Research Project: Genetic Characterization for Sugar Beet Improvement

Location: Sugarbeet and Bean Research

Title: Utilization of microsatellites for Rhizoctonia solani AG2-2 population genetics

item MINIER, DOUGLAS - Michigan State University
item Hanson, Linda

Submitted to: American Phytopathological Society Annual Meeting
Publication Type: Abstract Only
Publication Acceptance Date: 6/1/2019
Publication Date: 10/1/2019
Citation: Minier, D.H., Hanson, L.E. 2019. Utilization of microsatellites for Rhizoctonia solani AG2-2 population genetics [abstract]. American Phytopathological Society. 109(10S):S170.

Interpretive Summary:

Technical Abstract: Rhizoctonia solani AG2-2 causes Rhizoctonia root and crown rot of sugarbeet (Beta vulgaris) as well as root rots of several other economically important crops. We have developed a set of microsatellite markers to examine diversity and population structure in R. solani AG2-2. We are utilizing these markers to investigate R. solani AG2-2 diversity at varying geographic levels and among isolates recovered from sugarbeet and several rotation crops.
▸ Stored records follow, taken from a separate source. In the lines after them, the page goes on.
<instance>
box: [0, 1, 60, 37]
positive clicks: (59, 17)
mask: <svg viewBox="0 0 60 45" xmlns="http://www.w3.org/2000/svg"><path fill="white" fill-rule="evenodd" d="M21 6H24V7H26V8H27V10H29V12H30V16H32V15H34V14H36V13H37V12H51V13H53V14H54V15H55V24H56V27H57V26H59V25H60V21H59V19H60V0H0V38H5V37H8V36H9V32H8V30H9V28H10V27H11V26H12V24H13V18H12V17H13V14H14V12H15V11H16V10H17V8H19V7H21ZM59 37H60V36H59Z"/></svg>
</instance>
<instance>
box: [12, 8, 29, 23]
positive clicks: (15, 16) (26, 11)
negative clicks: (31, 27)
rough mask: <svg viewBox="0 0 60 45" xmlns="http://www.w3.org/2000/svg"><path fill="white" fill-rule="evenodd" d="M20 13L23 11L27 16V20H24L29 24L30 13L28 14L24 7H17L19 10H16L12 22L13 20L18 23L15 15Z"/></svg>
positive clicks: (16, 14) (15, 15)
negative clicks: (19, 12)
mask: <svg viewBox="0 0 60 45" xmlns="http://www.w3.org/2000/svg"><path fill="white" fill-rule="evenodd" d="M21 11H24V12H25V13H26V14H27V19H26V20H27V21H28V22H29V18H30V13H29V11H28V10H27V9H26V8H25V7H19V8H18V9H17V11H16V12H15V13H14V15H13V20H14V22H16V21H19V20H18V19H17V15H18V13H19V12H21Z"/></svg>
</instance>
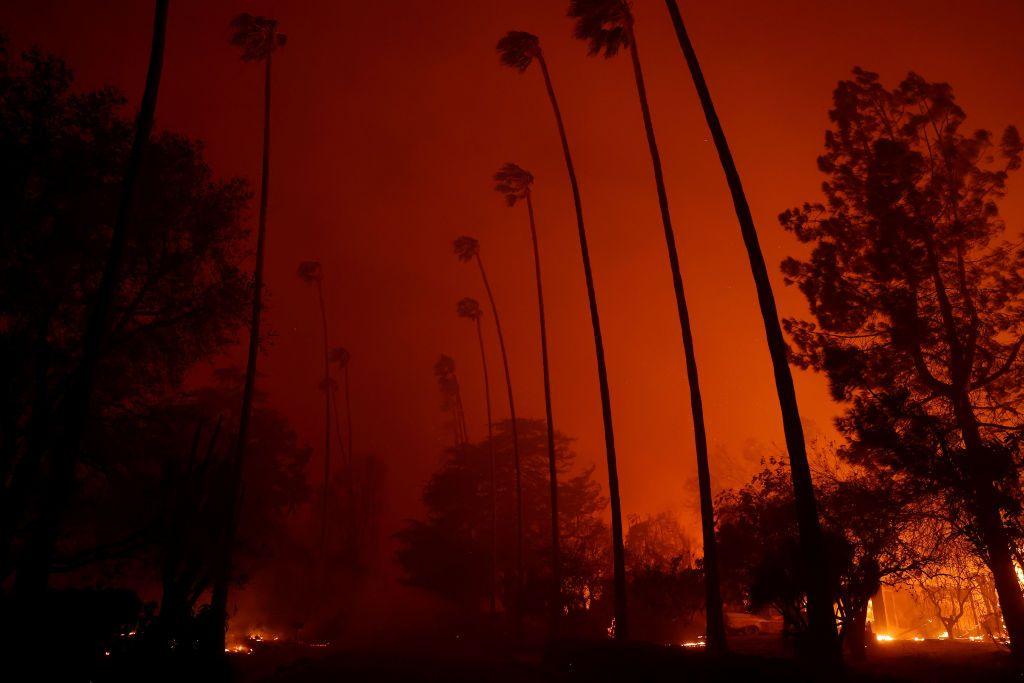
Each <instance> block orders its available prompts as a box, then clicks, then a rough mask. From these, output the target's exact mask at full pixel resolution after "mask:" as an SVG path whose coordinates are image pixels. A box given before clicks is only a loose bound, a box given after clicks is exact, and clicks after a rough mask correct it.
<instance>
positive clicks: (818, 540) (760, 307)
mask: <svg viewBox="0 0 1024 683" xmlns="http://www.w3.org/2000/svg"><path fill="white" fill-rule="evenodd" d="M666 5H667V6H668V8H669V14H670V15H671V16H672V24H673V26H674V27H675V29H676V37H677V38H678V39H679V46H680V47H681V48H682V50H683V56H684V57H685V58H686V65H687V67H688V68H689V71H690V76H691V78H692V79H693V85H694V87H695V88H696V91H697V96H698V97H699V99H700V106H701V108H702V109H703V113H705V119H706V120H707V122H708V127H709V128H710V129H711V134H712V138H713V139H714V140H715V148H716V150H717V151H718V157H719V160H720V161H721V163H722V170H723V171H724V172H725V178H726V181H727V182H728V185H729V191H730V194H731V195H732V204H733V207H734V209H735V211H736V218H737V219H738V221H739V231H740V232H741V233H742V236H743V245H744V246H745V247H746V256H748V259H749V260H750V262H751V272H752V274H753V275H754V284H755V286H756V288H757V292H758V304H759V305H760V308H761V317H762V319H763V322H764V326H765V336H766V337H767V339H768V351H769V353H770V354H771V361H772V369H773V370H774V373H775V389H776V391H777V393H778V402H779V407H780V408H781V411H782V427H783V431H784V433H785V445H786V450H787V451H788V453H790V469H791V476H792V477H793V489H794V499H795V500H796V505H797V519H798V523H799V527H800V541H801V549H802V553H803V555H804V563H805V566H806V574H807V577H808V578H809V582H808V586H807V612H808V617H809V625H810V631H811V634H812V636H813V637H815V638H816V639H818V640H819V641H820V642H821V643H823V644H825V649H830V648H834V647H835V643H836V640H837V634H836V618H835V615H834V613H833V606H831V598H830V597H829V595H828V588H827V586H826V584H825V569H824V557H823V556H822V553H821V548H822V537H821V524H820V521H819V519H818V512H817V502H816V501H815V498H814V486H813V484H812V481H811V468H810V466H809V465H808V462H807V449H806V444H805V441H804V428H803V425H802V423H801V421H800V409H799V407H798V405H797V392H796V389H795V388H794V385H793V372H792V371H791V369H790V362H788V357H787V354H786V344H785V339H784V338H783V337H782V328H781V326H780V325H779V322H778V310H777V308H776V307H775V295H774V293H773V292H772V288H771V281H770V280H769V279H768V268H767V267H766V265H765V257H764V253H763V252H762V251H761V244H760V242H759V241H758V231H757V228H756V227H755V226H754V218H753V216H752V215H751V208H750V206H749V205H748V203H746V195H745V193H744V191H743V184H742V182H741V181H740V179H739V171H738V170H736V163H735V162H734V161H733V159H732V153H731V152H730V150H729V142H728V140H727V139H726V137H725V131H724V130H723V129H722V124H721V122H720V121H719V119H718V113H717V112H716V111H715V103H714V102H713V101H712V98H711V91H710V90H709V89H708V83H707V82H706V81H705V78H703V73H702V72H701V71H700V62H699V61H697V54H696V51H694V49H693V44H692V43H691V42H690V38H689V35H687V33H686V26H685V25H684V24H683V16H682V14H681V13H680V11H679V6H678V5H677V4H676V0H666Z"/></svg>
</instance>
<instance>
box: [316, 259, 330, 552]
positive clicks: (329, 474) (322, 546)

To examine the distribution of AG2-2 genotypes in Michigan fields, isolates collected by baiting with toothpicks are being genotyped using eight microsatellite markers. Furthermore, in order to understand how diversity is generated in AG2-2, we need to identify the extent to which recombination occurs. Since AG2-2 rarely produces a sexual stage, genetic material is expected to be exchanged through hyphal fusion. However, anastomosis reactions typically result in death of the cells adjacent to the fusion site. It is therefore unclear how much genetic exchange occurs between isolates. Preliminary evidence from microsatellite loci sequencing shows that isolates from different genetic groups have microsatellite alleles that are identical by sequence, which is suggestive of an exchange of genetic material. To test the extent of asexual hybridization, isolates from different genetic groups were paired on water agar and potential hybrids isolated. Several resultant isolates showed variation in cultural characteristics from the parent cultures indicating possible hybridization occurring. The microsatellite analysis is ongoing.